Wheel of Time : La route silencieuse
Cinéma

Wheel of Time : La route silencieuse

L’un des grands maîtres incontestés du nouveau cinéma allemand des années 70 et 80, Werner Herzog, affirme avoir fait avec son dernier documentaire The Wheel of Time l’un de ses films les plus physiques. Pourtant le sujet en est hautement spirituel: le pèlerinage d’un demi-million de bouddhistes vers Bodh Gaya dans le nord de l’Inde. Ce rituel se nomme le Kalachakra et mène les fidèles vers l’arbre sous lequel Bouddha fut illuminé.

Herzog n’en est pas à sa première œuvre documentaire, malgré qu’elles aient souvent moins retenu l’attention que ses films Aguire la colère de Dieu ou Fitzcarraldo par exemple.
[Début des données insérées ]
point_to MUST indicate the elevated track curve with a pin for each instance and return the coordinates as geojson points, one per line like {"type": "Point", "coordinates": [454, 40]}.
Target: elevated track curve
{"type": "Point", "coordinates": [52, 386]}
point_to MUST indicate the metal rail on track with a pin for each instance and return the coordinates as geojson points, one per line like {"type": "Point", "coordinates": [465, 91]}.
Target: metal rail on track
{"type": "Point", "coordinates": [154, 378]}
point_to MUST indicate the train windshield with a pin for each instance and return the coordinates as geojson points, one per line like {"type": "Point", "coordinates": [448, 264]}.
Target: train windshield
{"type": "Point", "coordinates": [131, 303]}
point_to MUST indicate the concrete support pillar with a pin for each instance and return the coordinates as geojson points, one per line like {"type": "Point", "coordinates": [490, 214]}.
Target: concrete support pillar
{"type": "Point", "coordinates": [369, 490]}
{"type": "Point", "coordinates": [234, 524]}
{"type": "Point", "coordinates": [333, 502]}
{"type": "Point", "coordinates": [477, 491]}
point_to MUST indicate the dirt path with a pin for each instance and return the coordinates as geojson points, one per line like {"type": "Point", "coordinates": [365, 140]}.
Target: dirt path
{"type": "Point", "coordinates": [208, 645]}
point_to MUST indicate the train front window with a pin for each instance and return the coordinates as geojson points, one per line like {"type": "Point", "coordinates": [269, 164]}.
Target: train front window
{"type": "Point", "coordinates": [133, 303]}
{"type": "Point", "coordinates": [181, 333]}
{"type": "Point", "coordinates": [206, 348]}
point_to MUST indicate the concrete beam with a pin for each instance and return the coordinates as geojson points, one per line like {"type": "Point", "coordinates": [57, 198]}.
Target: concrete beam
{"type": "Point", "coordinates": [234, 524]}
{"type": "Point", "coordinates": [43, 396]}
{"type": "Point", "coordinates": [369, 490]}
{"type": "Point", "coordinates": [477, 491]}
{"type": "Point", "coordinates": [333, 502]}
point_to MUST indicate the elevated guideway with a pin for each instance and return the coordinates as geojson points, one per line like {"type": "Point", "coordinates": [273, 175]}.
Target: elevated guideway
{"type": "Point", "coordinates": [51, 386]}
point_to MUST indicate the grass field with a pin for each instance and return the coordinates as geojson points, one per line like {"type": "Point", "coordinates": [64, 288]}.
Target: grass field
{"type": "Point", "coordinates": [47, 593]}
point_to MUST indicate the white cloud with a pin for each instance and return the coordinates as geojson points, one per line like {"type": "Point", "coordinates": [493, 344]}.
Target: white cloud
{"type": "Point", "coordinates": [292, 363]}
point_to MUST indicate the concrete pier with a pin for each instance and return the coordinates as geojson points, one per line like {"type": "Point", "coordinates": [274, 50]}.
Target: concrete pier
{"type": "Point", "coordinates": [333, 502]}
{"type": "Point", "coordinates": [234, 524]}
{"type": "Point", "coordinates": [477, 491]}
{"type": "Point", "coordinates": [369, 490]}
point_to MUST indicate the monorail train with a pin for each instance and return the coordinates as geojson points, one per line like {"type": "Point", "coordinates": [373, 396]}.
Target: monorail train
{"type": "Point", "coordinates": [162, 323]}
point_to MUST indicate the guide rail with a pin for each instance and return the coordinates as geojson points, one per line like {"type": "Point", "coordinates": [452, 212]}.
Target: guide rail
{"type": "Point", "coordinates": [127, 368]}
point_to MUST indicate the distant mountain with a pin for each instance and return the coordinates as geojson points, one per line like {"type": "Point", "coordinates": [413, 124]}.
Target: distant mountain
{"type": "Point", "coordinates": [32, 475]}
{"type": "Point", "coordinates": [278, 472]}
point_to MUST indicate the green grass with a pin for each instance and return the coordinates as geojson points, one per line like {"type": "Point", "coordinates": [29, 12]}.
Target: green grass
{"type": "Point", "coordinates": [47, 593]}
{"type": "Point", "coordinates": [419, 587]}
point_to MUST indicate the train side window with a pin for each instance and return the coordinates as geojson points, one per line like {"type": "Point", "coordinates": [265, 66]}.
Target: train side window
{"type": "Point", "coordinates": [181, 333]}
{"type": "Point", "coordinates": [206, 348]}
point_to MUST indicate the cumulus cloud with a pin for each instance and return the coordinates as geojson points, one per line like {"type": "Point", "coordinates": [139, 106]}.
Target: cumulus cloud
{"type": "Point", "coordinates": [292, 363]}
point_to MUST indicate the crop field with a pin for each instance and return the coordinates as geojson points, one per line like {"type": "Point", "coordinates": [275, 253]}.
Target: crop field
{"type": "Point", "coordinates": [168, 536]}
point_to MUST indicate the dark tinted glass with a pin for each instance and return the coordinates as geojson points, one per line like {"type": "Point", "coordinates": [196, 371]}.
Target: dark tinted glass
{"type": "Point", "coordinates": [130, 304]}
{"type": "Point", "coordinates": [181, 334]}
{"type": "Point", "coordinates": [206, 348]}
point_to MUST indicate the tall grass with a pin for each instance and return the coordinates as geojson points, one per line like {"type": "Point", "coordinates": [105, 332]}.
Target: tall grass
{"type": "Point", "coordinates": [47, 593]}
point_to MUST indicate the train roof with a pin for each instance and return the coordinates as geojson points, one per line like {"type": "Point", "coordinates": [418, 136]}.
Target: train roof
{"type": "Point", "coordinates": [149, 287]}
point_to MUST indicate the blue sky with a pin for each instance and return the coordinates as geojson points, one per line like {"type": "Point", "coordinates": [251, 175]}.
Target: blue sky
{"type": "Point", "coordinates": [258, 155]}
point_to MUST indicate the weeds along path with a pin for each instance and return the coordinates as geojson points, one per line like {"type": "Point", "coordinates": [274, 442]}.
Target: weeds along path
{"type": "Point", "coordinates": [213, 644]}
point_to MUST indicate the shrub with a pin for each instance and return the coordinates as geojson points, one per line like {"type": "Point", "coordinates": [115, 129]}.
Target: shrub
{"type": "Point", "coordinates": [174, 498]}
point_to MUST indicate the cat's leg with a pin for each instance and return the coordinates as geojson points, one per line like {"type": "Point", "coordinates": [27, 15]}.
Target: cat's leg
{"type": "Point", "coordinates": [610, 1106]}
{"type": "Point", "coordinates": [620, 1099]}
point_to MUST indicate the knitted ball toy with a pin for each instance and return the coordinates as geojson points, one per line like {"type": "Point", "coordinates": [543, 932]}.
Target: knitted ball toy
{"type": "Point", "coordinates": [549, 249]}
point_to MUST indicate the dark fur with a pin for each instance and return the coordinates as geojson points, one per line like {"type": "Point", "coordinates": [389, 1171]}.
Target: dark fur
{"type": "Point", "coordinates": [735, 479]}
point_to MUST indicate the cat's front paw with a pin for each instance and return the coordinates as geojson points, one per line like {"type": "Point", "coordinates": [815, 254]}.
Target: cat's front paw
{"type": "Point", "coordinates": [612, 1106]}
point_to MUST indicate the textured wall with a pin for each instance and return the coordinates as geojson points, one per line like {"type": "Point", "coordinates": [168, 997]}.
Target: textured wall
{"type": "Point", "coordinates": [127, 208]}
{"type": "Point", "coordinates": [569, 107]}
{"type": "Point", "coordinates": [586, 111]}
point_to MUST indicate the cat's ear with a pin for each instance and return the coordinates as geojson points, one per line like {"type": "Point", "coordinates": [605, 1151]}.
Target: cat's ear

Dans ce genre, le cinéaste affirme vouloir aller plus loin que le cinéma-vérité qui selon lui ne fait qu’effleurer le réel. Ce qu’il recherche c’est "l’extase de la vérité". Rien de moins.

Pour cette raison, il laisse dans son film une très large place aux images et très peu à la narration (qu’il fait lui-même). On est tout d’abord séduit parce que le travail de la caméra est souvent époustouflant et les images sont superbes, mais de nombreuses pauses de silence qui font naître trop d’interrogations laissées sans réponse deviennent agaçantes. Herzog, qui ne connaissait rien au bouddhisme avant de tourner le film qu’il a même hésité à entreprendre, a voulu ici se dissocier d’une sorte de "tourisme occidental des religions". Cependant, bien qu’il y ait des extraits d’entrevue avec le Dalaï Lama (qui ne nous apprennent rien de nouveau), Herzog semble être victime d’une sorte de snobisme en ne donnant pas assez d’explications sur la philosophie bouddhiste. De plus, le film ne garde pas le cap: il dévie de l’Inde grouillante de vie et de fidèles à un auditorium froid en Autriche où le Dalaï Lama dirige la fabrication d’un mandala. Ensuite, il se déroute encore de l’extrême dévotion des bouddhistes qui font le voyage en se prosternant à chaque pas dans une chorégraphie complexe (un Tibétain a ainsi mis trois ans et demi pour faire le voyage), à une entrevue qui détonne avec un autre Tibétain qui fut prisonnier des Chinois pendant 37 ans. Tous ces inutiles va-et-vient alors qu’on aurait aimé poursuivre dans l’atmosphère mystique des pèlerins, lors de leur voyage à travers les magnifiques montagnes; rester aux côtés des jeunes moines qui coursent à vive allure afin d’avoir l’honneur de servir les premiers le thé aux anciens; s’attarder plus longuement sur cet arbre de l’illumination. On aurait aussi aimé pouvoir comprendre le cœur des débats de cette gigantesque réunion de moines bouddhistes…

Il reste tout de même des images d’une grande beauté qui valent à elles seules le détour sur grand écran et de jolis moments révélateurs comme ce garde du corps du Dalaï Lama qui reste à son poste même si la salle s’est vidée. En un clin d’œil, Herzog nous rappelle ce que le "vide" signifie pour les bouddhistes: "cet homme ne protège pratiquement personne de presque rien".